The Bush administration is weighing its options on who, if anybody, should represent the United States at a U.N. conference on racism in South Africa now that Secretary of State Colin Powell is not going.

Meanwhile, U.S. officials preparing for a special U.N. General Assembly session on children next month are seeking to avoid any declaration that supports or advances abortion, State Department spokesman Richard Boucher said.

But he dismissed published reports that the United States may not participate, saying he has "every expectation that we will be there."

Another official, asking not to be identified, said cabinet-level officials are expected to attend.

U.N. officials insist the conference document will not contain any language on abortion.

"It is not about abortion, none of the documents refer directly, indirectly or any other way to abortion and never have," UNICEF spokeswoman Liza Barrie said.

On the racism conference, the administration could decide to send a delegation from Washington or from southern Africa, or it might decide to send no one at all, a senior official said Monday night. The conference is set to begin Friday in Durban, South Africa.

If the Washington option were chosen, the announcement could come as early as Tuesday given the limited time left before the conference starts, said the official, who spoke on condition of anonymity.

The State Department ended long weeks of speculation Monday by announcing that Powell had decided not to attend because of Arab-backed "offensive language" that accused Israel of implementing racist policies against Palestinians. The United States stand drew praise from pro-Israeli groups and a sharp rebuke from the Rev. Jesse Jackson.

State Department spokesman Richard Boucher said Monday that with the conference just days away, the administration could wait no longer to announce Powell's plans.

Boucher said the administration is disturbed by the focus that many countries want to place on Israel.

"It's the only country that seems to be singled out," he said.

There were indications of a willingness among some delegations to be more accommodating toward the American and Israeli positions, but a senior official said Monday night the administration was not impressed.

The official noted that conciliatory language agreed to at this stage could be scrapped and replaced by tendentious wording once the conference began.

Jackson, flying to Durban on Tuesday to join other U.S. civil rights activists at the conference, said in a telephone interview that Powell's decision not to attend represents "a huge step backward toward isolationism."

"At a time when we should be showing leadership in having a multiracial, multicultural society, we are choosing isolation," he said, adding that sending a low-level delegation to the conference would be "a global insult."

Rep.

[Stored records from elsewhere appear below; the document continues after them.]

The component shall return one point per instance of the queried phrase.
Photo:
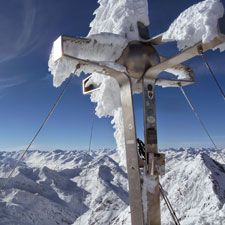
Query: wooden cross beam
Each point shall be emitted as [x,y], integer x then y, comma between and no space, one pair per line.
[143,64]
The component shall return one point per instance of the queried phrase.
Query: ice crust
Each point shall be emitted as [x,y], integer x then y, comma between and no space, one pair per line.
[114,25]
[197,23]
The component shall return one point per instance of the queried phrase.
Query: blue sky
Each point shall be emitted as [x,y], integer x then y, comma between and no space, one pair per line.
[28,29]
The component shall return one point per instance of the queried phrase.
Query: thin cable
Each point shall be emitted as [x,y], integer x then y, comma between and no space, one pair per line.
[203,125]
[213,75]
[169,206]
[44,122]
[86,169]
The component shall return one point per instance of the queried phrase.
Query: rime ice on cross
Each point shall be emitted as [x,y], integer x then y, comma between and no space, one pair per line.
[135,65]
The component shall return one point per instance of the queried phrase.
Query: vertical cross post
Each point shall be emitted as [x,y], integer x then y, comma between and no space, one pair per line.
[134,179]
[151,150]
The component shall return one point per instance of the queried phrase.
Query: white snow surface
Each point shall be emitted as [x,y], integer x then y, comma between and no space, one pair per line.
[47,188]
[197,23]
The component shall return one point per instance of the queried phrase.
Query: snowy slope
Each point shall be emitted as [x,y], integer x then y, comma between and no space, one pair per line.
[48,187]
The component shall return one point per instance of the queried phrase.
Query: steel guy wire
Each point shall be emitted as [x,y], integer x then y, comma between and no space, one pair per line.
[203,125]
[169,206]
[211,72]
[2,186]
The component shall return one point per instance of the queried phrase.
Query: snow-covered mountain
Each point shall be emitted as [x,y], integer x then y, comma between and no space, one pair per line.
[48,188]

Tom Lantos, D-Calif., praised Powell's decision. As a world leader in the fight against racism, "the United States must not dignify this anti-Israel lynching with its high-level participation," said Lantos, a member of the House International Relations Committee.

The decision also was praised by the pro-Israel Anti-Defamation League.

Glen Tobias, ADL national chairman, and Abraham Foxman, its national director, said the decision sends a clear message that "the United States will not legitimize the attempts to resurrect unfounded anti-Israel and anti-Jewish canards" at the U.N. conference.

But Gerald LeMelle, a top official of Amnesty International USA, said Powell's decision not to go was very disappointing.

"There has been no serious thought as to the role the United States could play," LeMelle said. "Who is going to start leading us away from racial strife in Rwanda, Burundi, Kosovo, Cincinnati?

"Race was at the core of all of these issues. Who is going to show leadership? It's not going to be the Chinese or the Russians. It has to be the U.S. They don't seem to be seizing the moment."